As Zia went about consolidating power on a string of broken promises (elections in 90 days, etc), humility and hypocrisy his most effective weapons, the Jamaat virtually acted as his civilian auxiliary, its student wing, the Islami Jamiat-i-Tulaba, ever ready to use violence against Bhutto’s supporters.
The Afghan ‘jihad’ strengthened this alliance by drawing other religious parties into its fold. As Saudi and CIA money poured in to fight the Soviets, Inter-Services Intelligence (ISI), the conduit of this assistance, went from strength to strength, eventually becoming a behemoth with its tentacles in everything, including politics.
Kashmir ‘jihad’ came later when Zia had departed from the scene and Gen Aslam Beg was army chief. When the Soviets exited from Afghanistan, the mujahideen fell to fighting amongst themselves. But some elements were drawn to distant Kashmir where a popular uprising had erupted in 1989.
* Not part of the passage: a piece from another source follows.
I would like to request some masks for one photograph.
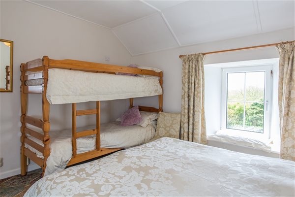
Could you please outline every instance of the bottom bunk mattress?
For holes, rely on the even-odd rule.
[[[122,127],[118,121],[102,124],[100,126],[100,147],[128,148],[147,143],[155,135],[156,123],[156,121],[154,121],[145,128],[138,125]],[[95,127],[95,126],[85,127],[77,128],[77,130],[79,132],[93,129]],[[50,131],[49,135],[50,155],[46,162],[44,175],[64,169],[72,156],[71,129]],[[43,146],[41,140],[30,135],[28,138]],[[95,140],[95,135],[77,138],[77,154],[94,150]],[[40,152],[27,144],[25,146],[36,153],[37,157],[43,159],[43,155]]]
[[[25,197],[294,197],[295,163],[162,138],[39,180]]]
Pakistan did not invent or manufacture the Kashmir revolt. It couldn’t have done so. Ayub had tried to foment trouble in Kashmir back in 1965 but with what results we all know. It was Indian misrule which pushed Kashmiri youth into picking up the gun. Not that most Indians are inclined to accept this argument, rationality flying out of the window when it comes to Kashmir. Of the many forms of patriotism, denial is one of the most powerful.
India, however, can thank the ISI for messing up the Kashmir uprising by trying to take it under its wing. This was a replay of the Afghan ‘jihad’, a military victory turning into a political disaster. Tactical skill to be of any use must be accompanied by a gift for reading the larger picture.
Gen Musharraf was very much the usual military product, extolling ‘jihad’ and the philosophy underpinning it until his forced conversion to a different mode of thinking post-Sept 11, 2001. Had he been the Ataturk he imagined himself to be, he would have lost no time in reshaping the political landscape and doing away with the nonsense-in-the-name-of-Islam Pakistan had accumulated since the Zia years and which none of his immediate successors — Benazir Bhutto, Nawaz Sharif — had had the courage or vision to sweep away.
If nothing else, the whole of the Hadood Ordinance should have been thrown into the dustbin. But he didn’t do so, losing the momentum every incoming leader enjoys. The result is that he is trying his hands at being a social reformer, donning the mantle of Ataturk — albeit, in truth, a tinpot version of Ataturk — six or seven years too late, that too in small, hesitant doses. The battle now being fought with the mullahs, and indeed precipitated by their own folly, should have been initiated long ago.
But better late than never and let’s hope he doesn’t lose his nerve, nor pays too much heed to the siren counsels of the Q League president, Shujaat Hussain, who has his own axe to grind and who is opposed to the quest for exploring new political options because that would undermine his own importance.
The circle around Musharraf is split between the status quo-ists who want him to keep all his eggs in the Q basket and those pressing him to reach out to other elements (for which read Benazir Bhutto’s PPP). It is still an open question which side prevails.
Will the MMA walk out of the National Assembly? Hard to say but it would be a good thing if they do. It should help Musharraf make up his mind and it just might give that small push towards some form of creative disorder which our politics desperately needs. Next to women — as I have said our acutest problem — our other two problems are mullah nuisance and military dominance. Fighting both together is difficult, therefore a good thing if they have split, allowing both to be dealt with one at a time. Indeed, cutting the holy fathers down to size is an essential prelude to the struggle for democracy.